In reply to by Mike (not verified)

You're being over-simplistic and you're making some assumptions that are actually incorrect. Diesel and gasoline can be made from the same barrel of oil. Generally, an oil refinery tower can be seen as a large boiler with strata of heat. The hotter things are, the higher they are in that tower. Diesel is somewhere in the middle while gasoline is below it (cooler) with much of our gasoline coming from a coker system of refining that adds further steps to the process. More gasoline can be extracted per barrel of fuel vs diesel, but less effort is required to make the diesel fuel. In the past, this was generally a wash and the low cost of oil often made diesel cheaper overall.

Another thing to remember is that "worldwide demand" for diesel and other fuels doesn't mean anything other than how it affects oil prices themselves. We do not import diesel or gasoline, we make it here. Nearly all other countries do the same - import the oil, refine it yourself. It makes no economic sense to do otherwise.

The reality is that the majority of the diesel cost difference at the pump is from two factors: higher state and federal taxes on it (versus gasoline) and higher demand with lower availability due to many areas having bans on building new refineries. California is a prime example of both those paradigms working together to force diesel importation from other states. I know a couple of drivers who make a lot of money hauling diesel fuel from Reno, Nevada to Sacramento due to this. Finally, as you point out, the desulferization process adds cost to the diesel mix.

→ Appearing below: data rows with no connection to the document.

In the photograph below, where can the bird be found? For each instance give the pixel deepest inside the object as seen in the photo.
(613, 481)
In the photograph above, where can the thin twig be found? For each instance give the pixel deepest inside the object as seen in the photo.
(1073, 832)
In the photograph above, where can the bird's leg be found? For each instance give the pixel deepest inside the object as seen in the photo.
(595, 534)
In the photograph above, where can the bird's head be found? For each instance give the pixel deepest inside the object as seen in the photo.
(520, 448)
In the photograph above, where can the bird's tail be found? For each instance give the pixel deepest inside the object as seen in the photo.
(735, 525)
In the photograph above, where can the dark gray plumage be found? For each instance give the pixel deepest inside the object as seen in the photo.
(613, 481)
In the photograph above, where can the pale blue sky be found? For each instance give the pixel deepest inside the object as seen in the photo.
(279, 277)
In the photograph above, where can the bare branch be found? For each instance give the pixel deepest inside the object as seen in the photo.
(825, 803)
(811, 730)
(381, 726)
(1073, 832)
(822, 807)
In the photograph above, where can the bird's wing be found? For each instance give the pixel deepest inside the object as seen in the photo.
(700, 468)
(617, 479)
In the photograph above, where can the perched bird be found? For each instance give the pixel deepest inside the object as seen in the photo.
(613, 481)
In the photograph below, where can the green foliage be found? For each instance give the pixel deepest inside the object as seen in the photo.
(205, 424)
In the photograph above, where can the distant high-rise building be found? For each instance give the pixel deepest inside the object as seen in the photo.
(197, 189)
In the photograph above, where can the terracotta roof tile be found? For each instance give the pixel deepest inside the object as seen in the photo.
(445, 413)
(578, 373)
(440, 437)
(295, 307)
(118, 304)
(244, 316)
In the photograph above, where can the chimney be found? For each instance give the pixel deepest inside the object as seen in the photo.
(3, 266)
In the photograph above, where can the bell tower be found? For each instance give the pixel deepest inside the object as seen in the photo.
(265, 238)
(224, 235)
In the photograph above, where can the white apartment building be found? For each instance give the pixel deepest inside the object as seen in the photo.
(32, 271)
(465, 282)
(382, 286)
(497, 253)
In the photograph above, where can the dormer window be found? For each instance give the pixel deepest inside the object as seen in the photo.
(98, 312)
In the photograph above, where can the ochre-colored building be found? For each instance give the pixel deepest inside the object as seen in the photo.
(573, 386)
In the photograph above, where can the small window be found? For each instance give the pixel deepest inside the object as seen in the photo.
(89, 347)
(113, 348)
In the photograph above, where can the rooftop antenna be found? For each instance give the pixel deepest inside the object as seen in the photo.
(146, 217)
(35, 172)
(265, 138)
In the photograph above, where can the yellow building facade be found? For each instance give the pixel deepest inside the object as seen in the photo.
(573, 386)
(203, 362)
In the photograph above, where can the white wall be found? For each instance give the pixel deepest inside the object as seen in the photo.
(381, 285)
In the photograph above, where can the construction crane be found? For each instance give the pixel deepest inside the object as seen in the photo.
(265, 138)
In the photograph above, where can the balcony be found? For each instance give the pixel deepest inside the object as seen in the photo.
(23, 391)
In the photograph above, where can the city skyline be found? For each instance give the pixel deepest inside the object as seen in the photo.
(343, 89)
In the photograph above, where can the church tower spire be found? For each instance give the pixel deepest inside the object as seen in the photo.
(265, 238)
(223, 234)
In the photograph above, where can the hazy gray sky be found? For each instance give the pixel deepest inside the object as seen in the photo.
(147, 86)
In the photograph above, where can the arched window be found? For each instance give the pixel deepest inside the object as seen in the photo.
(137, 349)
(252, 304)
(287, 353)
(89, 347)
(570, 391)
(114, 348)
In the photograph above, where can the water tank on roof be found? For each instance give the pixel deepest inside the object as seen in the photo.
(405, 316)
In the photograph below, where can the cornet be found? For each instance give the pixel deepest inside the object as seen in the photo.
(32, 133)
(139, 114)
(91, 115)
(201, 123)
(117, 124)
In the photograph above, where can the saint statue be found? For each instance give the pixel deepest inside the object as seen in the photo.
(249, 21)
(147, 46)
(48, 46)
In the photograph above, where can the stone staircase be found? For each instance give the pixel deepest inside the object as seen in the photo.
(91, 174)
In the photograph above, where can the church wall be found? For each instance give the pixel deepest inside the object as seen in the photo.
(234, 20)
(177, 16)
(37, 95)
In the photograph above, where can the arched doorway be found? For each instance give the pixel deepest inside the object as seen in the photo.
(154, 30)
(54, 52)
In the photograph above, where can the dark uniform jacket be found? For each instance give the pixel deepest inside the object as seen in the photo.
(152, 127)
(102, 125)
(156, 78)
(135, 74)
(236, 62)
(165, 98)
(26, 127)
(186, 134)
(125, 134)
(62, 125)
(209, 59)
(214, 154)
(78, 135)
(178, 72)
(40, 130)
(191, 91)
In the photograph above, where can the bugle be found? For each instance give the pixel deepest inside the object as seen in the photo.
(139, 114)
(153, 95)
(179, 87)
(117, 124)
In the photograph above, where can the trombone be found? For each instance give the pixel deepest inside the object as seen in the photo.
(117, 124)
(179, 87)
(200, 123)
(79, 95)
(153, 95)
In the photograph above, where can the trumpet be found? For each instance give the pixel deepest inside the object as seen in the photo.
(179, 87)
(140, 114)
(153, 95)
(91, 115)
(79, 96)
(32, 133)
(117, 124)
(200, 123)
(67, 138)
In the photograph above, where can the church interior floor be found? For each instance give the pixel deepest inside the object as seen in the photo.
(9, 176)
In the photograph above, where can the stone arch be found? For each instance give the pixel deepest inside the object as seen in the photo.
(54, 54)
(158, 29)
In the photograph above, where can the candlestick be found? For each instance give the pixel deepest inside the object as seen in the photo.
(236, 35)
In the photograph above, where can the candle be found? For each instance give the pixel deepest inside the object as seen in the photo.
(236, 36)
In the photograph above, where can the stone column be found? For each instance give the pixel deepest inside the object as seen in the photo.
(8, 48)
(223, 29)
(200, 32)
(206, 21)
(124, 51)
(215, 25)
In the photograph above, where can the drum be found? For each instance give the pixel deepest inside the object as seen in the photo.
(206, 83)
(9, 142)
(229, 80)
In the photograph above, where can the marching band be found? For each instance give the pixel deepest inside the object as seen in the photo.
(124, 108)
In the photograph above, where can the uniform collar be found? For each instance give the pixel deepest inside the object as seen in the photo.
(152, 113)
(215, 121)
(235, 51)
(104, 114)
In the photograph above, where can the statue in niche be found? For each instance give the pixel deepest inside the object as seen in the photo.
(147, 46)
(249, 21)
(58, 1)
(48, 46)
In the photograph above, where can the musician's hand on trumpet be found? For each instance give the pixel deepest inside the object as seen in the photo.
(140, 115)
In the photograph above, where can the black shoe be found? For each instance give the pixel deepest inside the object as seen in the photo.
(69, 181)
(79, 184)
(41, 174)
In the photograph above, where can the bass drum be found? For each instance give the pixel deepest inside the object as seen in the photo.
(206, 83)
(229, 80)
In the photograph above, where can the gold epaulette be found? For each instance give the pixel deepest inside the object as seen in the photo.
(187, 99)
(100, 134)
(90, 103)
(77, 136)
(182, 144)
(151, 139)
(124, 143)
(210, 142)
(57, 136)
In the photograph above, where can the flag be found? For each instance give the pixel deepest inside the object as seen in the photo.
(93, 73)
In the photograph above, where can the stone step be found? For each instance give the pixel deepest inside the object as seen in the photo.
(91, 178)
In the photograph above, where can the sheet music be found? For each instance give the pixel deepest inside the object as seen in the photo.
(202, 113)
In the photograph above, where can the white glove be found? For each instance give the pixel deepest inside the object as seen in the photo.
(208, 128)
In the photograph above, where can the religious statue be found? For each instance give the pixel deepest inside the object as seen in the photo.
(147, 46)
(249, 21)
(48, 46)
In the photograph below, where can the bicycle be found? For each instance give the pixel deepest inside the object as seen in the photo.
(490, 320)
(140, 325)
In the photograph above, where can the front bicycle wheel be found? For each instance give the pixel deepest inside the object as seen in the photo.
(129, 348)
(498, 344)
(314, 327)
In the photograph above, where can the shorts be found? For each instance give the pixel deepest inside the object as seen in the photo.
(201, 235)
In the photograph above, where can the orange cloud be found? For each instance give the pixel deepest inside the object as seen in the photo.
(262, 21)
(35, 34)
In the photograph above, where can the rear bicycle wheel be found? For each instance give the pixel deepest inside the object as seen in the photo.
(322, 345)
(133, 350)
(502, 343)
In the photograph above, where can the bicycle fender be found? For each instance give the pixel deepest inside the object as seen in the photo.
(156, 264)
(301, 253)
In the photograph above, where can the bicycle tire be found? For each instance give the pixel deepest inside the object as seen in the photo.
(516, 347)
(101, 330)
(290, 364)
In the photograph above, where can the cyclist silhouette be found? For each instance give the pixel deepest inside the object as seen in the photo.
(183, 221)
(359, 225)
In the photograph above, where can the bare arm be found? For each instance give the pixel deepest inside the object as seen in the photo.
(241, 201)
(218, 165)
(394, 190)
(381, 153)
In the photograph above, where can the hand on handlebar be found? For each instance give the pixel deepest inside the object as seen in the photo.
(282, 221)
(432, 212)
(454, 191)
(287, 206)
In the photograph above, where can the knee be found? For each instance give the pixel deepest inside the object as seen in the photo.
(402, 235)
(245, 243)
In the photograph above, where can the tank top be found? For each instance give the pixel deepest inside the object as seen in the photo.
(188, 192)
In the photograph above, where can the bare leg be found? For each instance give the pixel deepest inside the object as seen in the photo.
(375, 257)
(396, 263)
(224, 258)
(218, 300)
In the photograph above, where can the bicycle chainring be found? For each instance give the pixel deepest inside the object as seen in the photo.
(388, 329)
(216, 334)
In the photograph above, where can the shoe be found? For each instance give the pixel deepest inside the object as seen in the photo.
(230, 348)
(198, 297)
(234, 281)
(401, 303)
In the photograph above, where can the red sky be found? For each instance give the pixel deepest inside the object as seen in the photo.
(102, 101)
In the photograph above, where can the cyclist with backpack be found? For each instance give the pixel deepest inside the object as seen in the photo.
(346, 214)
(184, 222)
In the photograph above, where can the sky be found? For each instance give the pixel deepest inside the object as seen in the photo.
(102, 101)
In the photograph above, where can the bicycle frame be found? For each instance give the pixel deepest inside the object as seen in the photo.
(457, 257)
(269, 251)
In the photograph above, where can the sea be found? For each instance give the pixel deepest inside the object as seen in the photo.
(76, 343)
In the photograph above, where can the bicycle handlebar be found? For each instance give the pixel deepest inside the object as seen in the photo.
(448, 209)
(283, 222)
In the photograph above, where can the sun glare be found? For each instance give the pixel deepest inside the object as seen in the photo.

U.S. refineries, however, are not necessarily "optimized for legacy gasoline" as you point out. What's happened is that transportation costs for gasoline have required that at least half a barrel be made into it in order to turn a reasonable profit. This requires 20-30 percent of the oil be cracked or reformed (or both) at the expense of other products in the process. Gasoline is expensive and difficult to transport, hence the cost.

Europe chose diesel over gasoline for one simple reason: in the 1970s/80s, it was cheaper, cleaner, and more cost-effective environmentally and economically to go diesel there. Since most European countries import oil or fuels, they had to choose and diesel is more energy dense and easier to refine than is gasoline. The rest of the oil can be used for other things without requiring that gasoline be extracted unless it's as a by-product.